KOROPAK.CO.ID – JAKARTA – Presiden Prabowo Subianto melontarkan peringatan keras kepada jajaran birokrasi dan pejabat kementerian/lembaga terkait praktik mark up anggaran dalam pengadaan barang dan jasa.
Peringatan itu disampaikan dalam peringatan Hari Guru Nasional 2026 di Indonesia Arena, Kompleks Gelora Bung Karno, Jakarta Pusat, Jumat, 28 November 2025.
“Saya kasih peringatan ya, para birokrat. Kalau masih ngotot mau mempermainkan anggaran, mengira bahwa kita bodoh semua. Mark up-mark up barang harga 10 juta dinaikin 150 kali. Jangan kira saya tidak tahu,” kata Prabowo. Ucapan tersebut disampaikan di hadapan jajaran menteri dan pejabat negara.
Prabowo meminta para menteri meningkatkan pengawasan terhadap struktur internal di institusi masing-masing. “Saya minta menteri-menteri awasi anak buahmu, awasi pejabat-pejabatmu,” ujarnya.
Selain pengawasan, Presiden menegaskan pembersihan terhadap aparat yang bermain dalam pengadaan anggaran menjadi keharusan. “Saya kasih peringatan para menteri, para kepala badan, pejabat, bersihkan aparatmu semuanya itu,” kata Kepala Negara.
Baca: Prabowo Perintahkan Audit Layanan Kesehatan Usai Ibu Hamil di Papua Meninggal Ditolak 4 RS
Prabowo menekankan bahwa setiap rupiah anggaran negara dibutuhkan untuk kesejahteraan masyarakat, khususnya peningkatan kualitas pendidikan. “Kita butuh setiap rupiah untuk kepentingan rakyat, untuk kepentingan guru-guru, untuk kepentingan perbaikan sekolah, kita butuh itu semua. Jangan mencuri uang rakyat,” ujarnya.

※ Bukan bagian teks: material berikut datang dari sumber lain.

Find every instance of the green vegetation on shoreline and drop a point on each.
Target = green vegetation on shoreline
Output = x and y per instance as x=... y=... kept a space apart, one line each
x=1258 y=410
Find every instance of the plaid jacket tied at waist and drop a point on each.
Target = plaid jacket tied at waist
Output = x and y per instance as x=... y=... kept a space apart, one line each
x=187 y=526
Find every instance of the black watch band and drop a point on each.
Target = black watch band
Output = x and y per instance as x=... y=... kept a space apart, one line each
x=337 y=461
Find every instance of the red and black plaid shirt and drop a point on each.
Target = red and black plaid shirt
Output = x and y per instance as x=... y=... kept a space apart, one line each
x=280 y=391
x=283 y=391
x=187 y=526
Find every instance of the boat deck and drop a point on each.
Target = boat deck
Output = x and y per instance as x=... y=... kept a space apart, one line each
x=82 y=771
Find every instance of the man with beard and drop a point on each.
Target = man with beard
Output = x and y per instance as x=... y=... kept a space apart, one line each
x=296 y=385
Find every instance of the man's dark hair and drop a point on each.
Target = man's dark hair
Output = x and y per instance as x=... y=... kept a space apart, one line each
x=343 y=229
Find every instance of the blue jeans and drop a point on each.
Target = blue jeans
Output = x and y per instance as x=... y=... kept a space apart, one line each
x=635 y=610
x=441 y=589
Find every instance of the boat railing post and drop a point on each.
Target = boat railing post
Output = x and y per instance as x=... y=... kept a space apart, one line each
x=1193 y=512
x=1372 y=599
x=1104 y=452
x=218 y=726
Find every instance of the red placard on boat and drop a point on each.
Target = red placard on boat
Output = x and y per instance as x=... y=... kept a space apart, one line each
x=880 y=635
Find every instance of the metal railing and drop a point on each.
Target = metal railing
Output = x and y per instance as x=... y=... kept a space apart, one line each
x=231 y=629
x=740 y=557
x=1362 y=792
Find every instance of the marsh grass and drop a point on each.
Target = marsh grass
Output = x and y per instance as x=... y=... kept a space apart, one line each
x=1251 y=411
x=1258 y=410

Dalam pidatonya, Prabowo turut menyinggung perkembangan teknologi digital yang memungkinkan masyarakat memberikan laporan secara langsung kepadanya. “Waspadai ya, ini banyak menteri di sini. Sekarang ada digital, rakyat, anak-anak di desa mana pun bisa langsung hubungan sama saya, yang capek aku,” kata Prabowo.

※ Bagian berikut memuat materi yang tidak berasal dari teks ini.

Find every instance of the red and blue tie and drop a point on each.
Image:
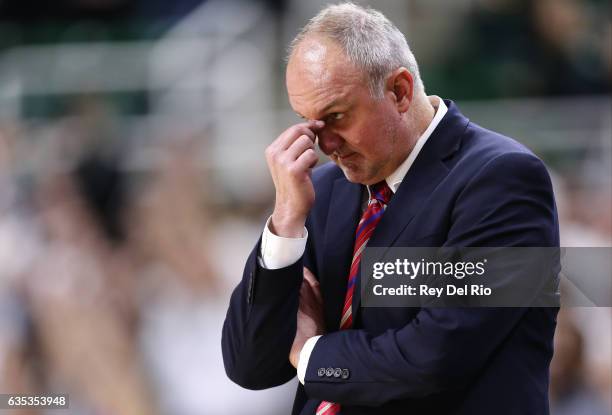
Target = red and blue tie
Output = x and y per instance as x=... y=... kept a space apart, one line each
x=380 y=195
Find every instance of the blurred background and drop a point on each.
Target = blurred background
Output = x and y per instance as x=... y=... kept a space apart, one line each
x=133 y=183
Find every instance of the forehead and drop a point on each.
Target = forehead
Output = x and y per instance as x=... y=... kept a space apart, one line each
x=318 y=74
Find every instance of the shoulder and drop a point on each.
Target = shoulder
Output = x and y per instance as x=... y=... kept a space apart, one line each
x=486 y=151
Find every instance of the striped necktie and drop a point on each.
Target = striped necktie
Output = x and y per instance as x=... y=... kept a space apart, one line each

Presiden juga mengarahkan perhatian kepada kondisi pendidikan di daerah terpencil. Ia meminta pejabat melihat langsung situasi di lapangan, termasuk anak-anak yang harus menyeberangi sungai untuk bersekolah. “Coba itu anak-anak yang ke sekolah harus nyebrang sungai tiap hari, bayangkan itu,” katanya.

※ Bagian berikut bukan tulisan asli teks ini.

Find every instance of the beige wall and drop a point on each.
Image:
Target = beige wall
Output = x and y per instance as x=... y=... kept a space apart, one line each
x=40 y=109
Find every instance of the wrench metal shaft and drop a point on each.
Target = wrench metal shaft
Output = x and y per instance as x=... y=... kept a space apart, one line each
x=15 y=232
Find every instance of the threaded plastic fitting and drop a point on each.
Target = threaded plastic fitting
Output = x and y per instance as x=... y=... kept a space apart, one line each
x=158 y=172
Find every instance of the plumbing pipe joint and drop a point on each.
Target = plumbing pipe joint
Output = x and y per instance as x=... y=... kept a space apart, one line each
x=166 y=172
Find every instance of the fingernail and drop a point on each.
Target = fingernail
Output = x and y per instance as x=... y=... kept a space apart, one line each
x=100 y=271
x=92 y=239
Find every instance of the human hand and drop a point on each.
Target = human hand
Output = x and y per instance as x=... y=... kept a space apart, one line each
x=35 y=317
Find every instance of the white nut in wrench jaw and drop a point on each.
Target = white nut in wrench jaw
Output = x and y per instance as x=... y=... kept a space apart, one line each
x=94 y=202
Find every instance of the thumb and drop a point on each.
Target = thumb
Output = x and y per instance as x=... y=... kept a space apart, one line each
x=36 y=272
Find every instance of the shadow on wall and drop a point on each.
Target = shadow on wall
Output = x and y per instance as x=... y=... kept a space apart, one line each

Dalam acara tersebut ditayangkan rekaman video perjalanan anak-anak di berbagai daerah di Indonesia yang menembus arus sungai demi mencapai sekolah. “Ini koruptor-koruptor lihat ini, mereka ke sekolah basah, di sekolah basah, pulang basah,” ujar Prabowo menutup peringatannya.